Hypothesis	Estimate	Pr(>\|z\|)	2.5 %	97.5 %
Type: response
(1) - Mean	-2.1030	0.0642	-4.3298	0.124
(2) - Mean	-1.2218	0.1177	-2.7522	0.309
(3) - Mean	-0.4127	0.4150	-1.4052	0.580
(4) - Mean	0.2518	0.5257	-0.5258	1.029
(5) - Mean	0.6995	0.1063	-0.1493	1.548
(6) - Mean	0.8582	0.0662	-0.0574	1.774
(7) - Mean	0.6557	0.1278	-0.1883	1.500
(8) - Mean	0.1087	0.7914	-0.6970	0.914
(9) - Mean	-0.4089	0.4013	-1.3636	0.546
(10) - Mean	-0.5393	0.2559	-1.4698	0.391
(11) - Mean	-0.3450	0.3905	-1.1324	0.442
(12) - Mean	0.0068	0.9870	-0.8116	0.825
(13) - Mean	0.3487	0.4958	-0.6546	1.352
(14) - Mean	0.5461	0.3170	-0.5234	1.616
(15) - Mean	0.5958	0.2276	-0.3721	1.564
(16) - Mean	0.5273	0.2014	-0.2816	1.336
(17) - Mean	0.3701	0.3926	-0.4783	1.219
(18) - Mean	0.1539	0.8073	-1.0826	1.390
(19) - Mean	-0.0919	0.9212	-1.9131	1.729

Let’s plot it and compare it to our previous treatment effect vs. PHQ-9 figure.

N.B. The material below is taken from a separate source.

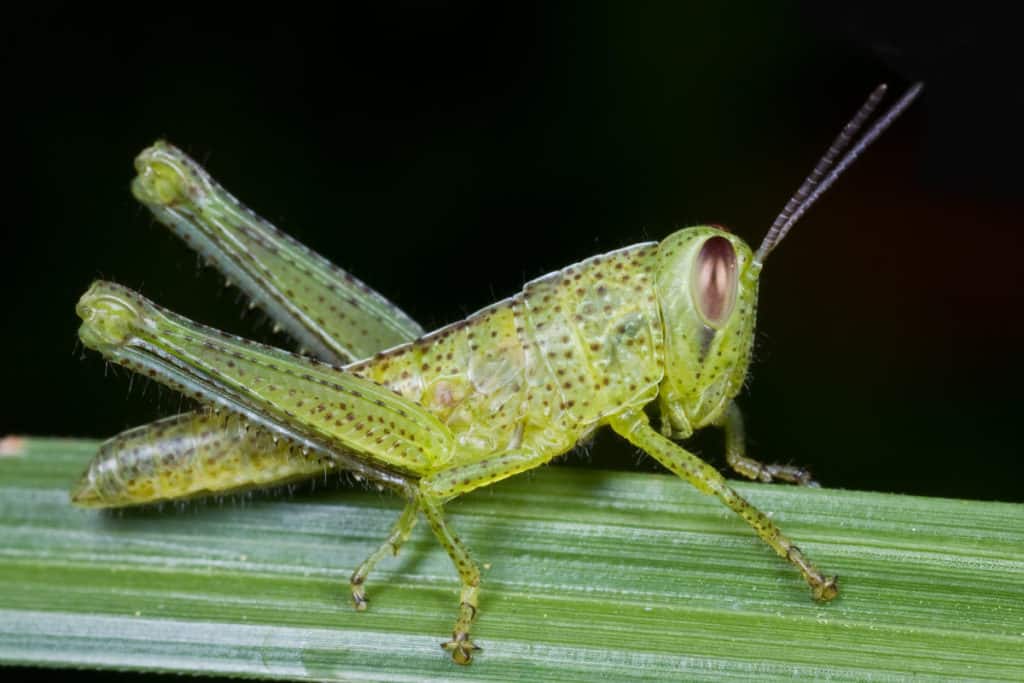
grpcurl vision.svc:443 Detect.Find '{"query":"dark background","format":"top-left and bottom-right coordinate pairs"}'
top-left (0, 2), bottom-right (1024, 511)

p_spline_meandev <- cmp_meandev |>
  mutate(phq9_screen = row_number() + 1) |>
  ggplot(aes(x = phq9_screen, y = estimate)) +
  geom_line() +
  geom_hline(yintercept = 0, linetype = "dashed") +
  geom_ribbon(aes(ymin = conf.low, ymax = conf.high), alpha = 0.15) +
  labs(
    title = "Deviations from Mean Effect",
    x = "PHQ-9 at screening",
    y = "Deviation from mean effect (SD units, 95% CI)"
  ) +
  theme_minimal()

p_spline_es + p_spline_meandev +
  plot_annotation(
    title = paste(
      "Spline Interaction Model: Treatment Effect",
      "Varies Non-linearly with PHQ-9"
    )
  )

Ignoring unknown labels:
• colour : "Treatment group"
• fill : "Treatment group"

Note

The figure above illustrates point that the difference between “significant” and “not significant” is not itself statistically significant. In the left panel, the 95% CI for the treatment effect crosses 0 at some PHQ-9 values and not at others; this alone does not imply that the formal contrast between two treatment effects (e.g., PHQ-9 = 1 vs 15) is significant. The right panel shows that the direct comparison can be non-significant even when individual CIs differ in whether they include 0.

9 Summary

In this chapter you learned:

how to fit regression models with one binary and one numeric predictor
how conditional effects are interpreted when a moderator is continuous
the difference between additive (parallel slopes) and interaction models
how interactions change coefficient interpretation
how to estimate conditional and marginal effects using marginaleffects
how to visualize interactions using predicted values and treatment-effect curves

This chapter continues the foundation for working with multiple predictors, including both categorical and numeric variables.